Trata-se de manter fidelidade criativa ao carisma, ao mesmo tempo que se responde

de forma ousada aos desafios atuais da sociedade e do mercado” (MURAD, 2007, p.

181-182).

Há que se compreender, no entanto, que a incorporação do conceito de gestão pelas

organizações empresariais e religiosas não carrega nenhuma neutralidade. Aliás, no que se

refere às organizações religiosas essa anexação faz parte de um processo de ideologização da

religião, tanto quanto de sua secularização, modernização e adequação à lógica do mundo dos

negócios. É por isso que algumas organizações religiosas, usando-se de chavões do tipo “é

para o Reino de Deus”, “é para glória de Deus” e “para missões”, utilizam a gestão como uma

estratégia para aumentar seu crescimento, sua produtividade e seus negócios. Neste aspecto, a

gestão empresarial torna-se aliada da gestão do sagrado, e as duas juntas, corroboram para que

algumas igrejas assumam a característica de uma eficiente corporação empresarial, pois, no

contexto religioso pluralista e competitivo, a produtividade e os resultados fazem toda a

diferença.

As instituições religiosas carismáticas quase sempre adotam os referenciais da gestão

empresarial para fazer a gestão da corporação, bem como do sagrado.
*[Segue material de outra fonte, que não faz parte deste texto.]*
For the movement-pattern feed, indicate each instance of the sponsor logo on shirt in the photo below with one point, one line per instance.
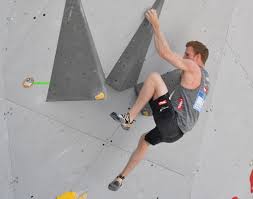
(180, 104)
(162, 102)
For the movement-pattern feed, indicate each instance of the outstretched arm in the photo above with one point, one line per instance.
(162, 45)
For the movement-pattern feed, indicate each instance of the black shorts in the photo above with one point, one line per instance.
(165, 117)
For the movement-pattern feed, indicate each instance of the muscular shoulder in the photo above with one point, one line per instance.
(191, 66)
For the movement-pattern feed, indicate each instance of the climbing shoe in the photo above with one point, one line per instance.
(116, 184)
(123, 119)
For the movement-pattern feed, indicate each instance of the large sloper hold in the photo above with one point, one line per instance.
(77, 72)
(126, 71)
(171, 79)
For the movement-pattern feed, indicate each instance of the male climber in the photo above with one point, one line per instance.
(174, 113)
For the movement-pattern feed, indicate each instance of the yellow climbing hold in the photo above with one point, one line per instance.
(67, 195)
(72, 195)
(145, 113)
(100, 96)
(83, 196)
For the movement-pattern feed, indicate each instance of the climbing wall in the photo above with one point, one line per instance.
(61, 146)
(226, 160)
(6, 180)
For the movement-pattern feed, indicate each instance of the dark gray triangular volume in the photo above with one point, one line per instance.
(171, 79)
(77, 73)
(126, 71)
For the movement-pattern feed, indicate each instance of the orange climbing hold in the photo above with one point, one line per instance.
(100, 96)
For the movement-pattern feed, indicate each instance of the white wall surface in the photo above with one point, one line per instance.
(227, 147)
(55, 147)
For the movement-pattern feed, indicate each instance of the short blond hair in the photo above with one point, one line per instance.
(199, 48)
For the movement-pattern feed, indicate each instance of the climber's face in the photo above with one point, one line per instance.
(189, 53)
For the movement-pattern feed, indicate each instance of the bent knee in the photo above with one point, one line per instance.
(154, 75)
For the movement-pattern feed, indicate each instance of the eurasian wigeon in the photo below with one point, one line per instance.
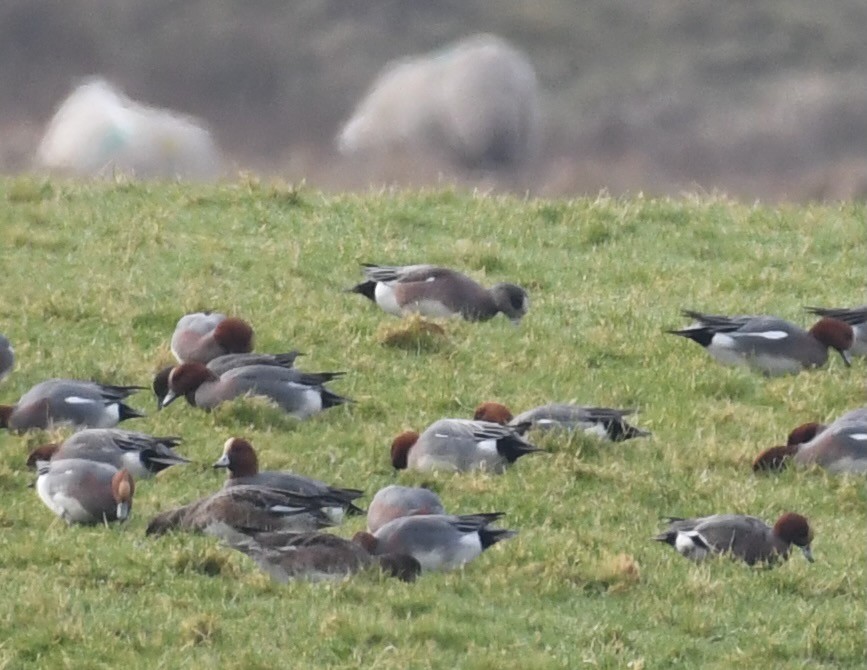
(460, 445)
(603, 422)
(855, 317)
(239, 458)
(299, 394)
(768, 344)
(141, 454)
(436, 541)
(744, 537)
(313, 556)
(839, 447)
(69, 401)
(246, 509)
(84, 491)
(203, 336)
(225, 363)
(439, 292)
(7, 357)
(393, 502)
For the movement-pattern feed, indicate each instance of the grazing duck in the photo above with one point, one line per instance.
(141, 454)
(460, 446)
(297, 393)
(744, 537)
(439, 292)
(285, 556)
(246, 509)
(7, 357)
(393, 502)
(69, 401)
(85, 492)
(240, 459)
(436, 541)
(768, 344)
(855, 317)
(223, 364)
(838, 448)
(604, 422)
(203, 336)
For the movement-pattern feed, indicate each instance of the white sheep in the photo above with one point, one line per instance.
(99, 131)
(475, 101)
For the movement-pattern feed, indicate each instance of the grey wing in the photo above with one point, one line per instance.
(390, 273)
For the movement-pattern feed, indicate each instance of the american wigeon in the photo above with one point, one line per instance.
(393, 502)
(84, 491)
(604, 422)
(7, 357)
(460, 445)
(239, 457)
(839, 447)
(855, 317)
(316, 556)
(439, 292)
(69, 401)
(246, 509)
(225, 363)
(141, 454)
(203, 336)
(744, 537)
(768, 344)
(299, 394)
(436, 541)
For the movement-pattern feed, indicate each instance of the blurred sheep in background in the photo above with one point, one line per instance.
(98, 131)
(475, 102)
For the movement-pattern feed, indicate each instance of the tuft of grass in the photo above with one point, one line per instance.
(414, 333)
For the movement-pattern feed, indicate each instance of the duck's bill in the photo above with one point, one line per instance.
(123, 509)
(171, 396)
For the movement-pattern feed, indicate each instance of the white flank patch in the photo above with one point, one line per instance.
(767, 335)
(384, 295)
(78, 400)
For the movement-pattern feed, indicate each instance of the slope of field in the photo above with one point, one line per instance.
(95, 277)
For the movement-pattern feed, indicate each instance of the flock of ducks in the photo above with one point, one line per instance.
(278, 518)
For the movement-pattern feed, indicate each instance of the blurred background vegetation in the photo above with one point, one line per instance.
(759, 99)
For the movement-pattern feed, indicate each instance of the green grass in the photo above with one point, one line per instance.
(95, 276)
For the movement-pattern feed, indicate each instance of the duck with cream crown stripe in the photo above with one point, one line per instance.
(223, 364)
(459, 445)
(289, 389)
(744, 537)
(768, 344)
(85, 492)
(143, 455)
(840, 447)
(240, 459)
(855, 317)
(69, 401)
(439, 292)
(201, 337)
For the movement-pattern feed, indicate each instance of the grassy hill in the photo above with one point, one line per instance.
(759, 99)
(95, 277)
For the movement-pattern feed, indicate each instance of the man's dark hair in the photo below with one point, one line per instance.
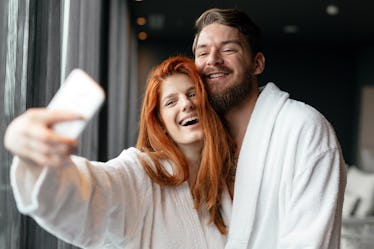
(234, 18)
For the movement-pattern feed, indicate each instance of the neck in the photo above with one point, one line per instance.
(192, 153)
(237, 118)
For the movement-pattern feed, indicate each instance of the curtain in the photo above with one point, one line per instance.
(43, 40)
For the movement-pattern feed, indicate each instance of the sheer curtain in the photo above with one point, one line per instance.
(42, 41)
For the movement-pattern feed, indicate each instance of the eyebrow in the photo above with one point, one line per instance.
(172, 94)
(222, 43)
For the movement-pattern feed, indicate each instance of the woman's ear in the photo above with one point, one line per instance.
(259, 61)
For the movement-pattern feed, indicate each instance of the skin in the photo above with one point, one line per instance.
(224, 60)
(177, 105)
(31, 138)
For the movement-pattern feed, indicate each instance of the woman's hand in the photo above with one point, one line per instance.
(31, 138)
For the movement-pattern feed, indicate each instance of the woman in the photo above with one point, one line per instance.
(169, 192)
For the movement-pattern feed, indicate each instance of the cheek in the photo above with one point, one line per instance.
(199, 64)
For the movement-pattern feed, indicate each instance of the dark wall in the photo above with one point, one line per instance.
(327, 78)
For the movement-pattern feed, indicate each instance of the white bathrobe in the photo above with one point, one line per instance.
(114, 205)
(290, 178)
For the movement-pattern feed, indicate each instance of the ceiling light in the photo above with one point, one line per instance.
(142, 36)
(156, 21)
(291, 29)
(141, 21)
(332, 9)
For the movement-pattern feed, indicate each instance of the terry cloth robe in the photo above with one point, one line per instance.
(290, 178)
(114, 205)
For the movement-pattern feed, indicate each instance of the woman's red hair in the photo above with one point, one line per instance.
(216, 154)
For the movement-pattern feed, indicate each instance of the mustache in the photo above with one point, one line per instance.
(216, 69)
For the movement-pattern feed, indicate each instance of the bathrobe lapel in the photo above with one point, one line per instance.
(251, 163)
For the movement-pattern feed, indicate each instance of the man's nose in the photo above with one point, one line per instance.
(214, 58)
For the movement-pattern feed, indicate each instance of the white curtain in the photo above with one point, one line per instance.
(42, 41)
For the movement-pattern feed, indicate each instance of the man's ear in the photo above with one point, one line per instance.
(259, 61)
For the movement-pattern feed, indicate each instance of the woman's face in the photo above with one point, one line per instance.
(178, 110)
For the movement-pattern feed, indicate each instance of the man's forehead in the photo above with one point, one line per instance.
(219, 35)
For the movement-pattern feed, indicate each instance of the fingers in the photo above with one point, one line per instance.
(31, 137)
(50, 117)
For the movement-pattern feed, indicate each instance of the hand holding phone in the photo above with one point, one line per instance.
(79, 94)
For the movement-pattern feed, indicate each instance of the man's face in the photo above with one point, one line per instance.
(225, 63)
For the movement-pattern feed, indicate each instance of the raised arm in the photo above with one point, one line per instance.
(31, 137)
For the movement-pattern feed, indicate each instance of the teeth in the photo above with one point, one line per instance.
(216, 75)
(189, 120)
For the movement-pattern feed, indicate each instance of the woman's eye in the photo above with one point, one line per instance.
(201, 54)
(192, 94)
(169, 102)
(228, 50)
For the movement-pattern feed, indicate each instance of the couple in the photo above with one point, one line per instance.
(176, 188)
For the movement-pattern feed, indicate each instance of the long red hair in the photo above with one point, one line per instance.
(216, 154)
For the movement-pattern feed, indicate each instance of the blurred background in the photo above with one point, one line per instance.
(320, 51)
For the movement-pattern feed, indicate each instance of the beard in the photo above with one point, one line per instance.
(233, 95)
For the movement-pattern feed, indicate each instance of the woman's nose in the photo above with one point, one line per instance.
(187, 104)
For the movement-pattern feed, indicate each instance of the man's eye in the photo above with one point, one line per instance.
(228, 50)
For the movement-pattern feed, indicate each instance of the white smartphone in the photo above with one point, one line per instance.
(79, 94)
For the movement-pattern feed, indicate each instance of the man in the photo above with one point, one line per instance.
(290, 177)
Como o campo

religioso brasileiro é cada vez mais plural e concorrido, as igrejas carismáticas e

neopentecostais, por serem compelidas a concorrer e disputar o mercado desenvolvem suas

ações religiosas pela ótica da gestão de negócios. Essas instituições, segundo Mariano

(2003:115), no afã de superar a concorrência religiosa e atingir metas mais ambiciosas adotam

o modelo de organização e de gestão de molde empresarial. Nessa direção, a empresa está se

tornando o “modelo universal” de organização não só da religião, mas de todas as atividades

humanas. Parece que as organizações religiosas e eclesiásticas, e este é também o caso da

IBL, parecem não fugir a essa tendência.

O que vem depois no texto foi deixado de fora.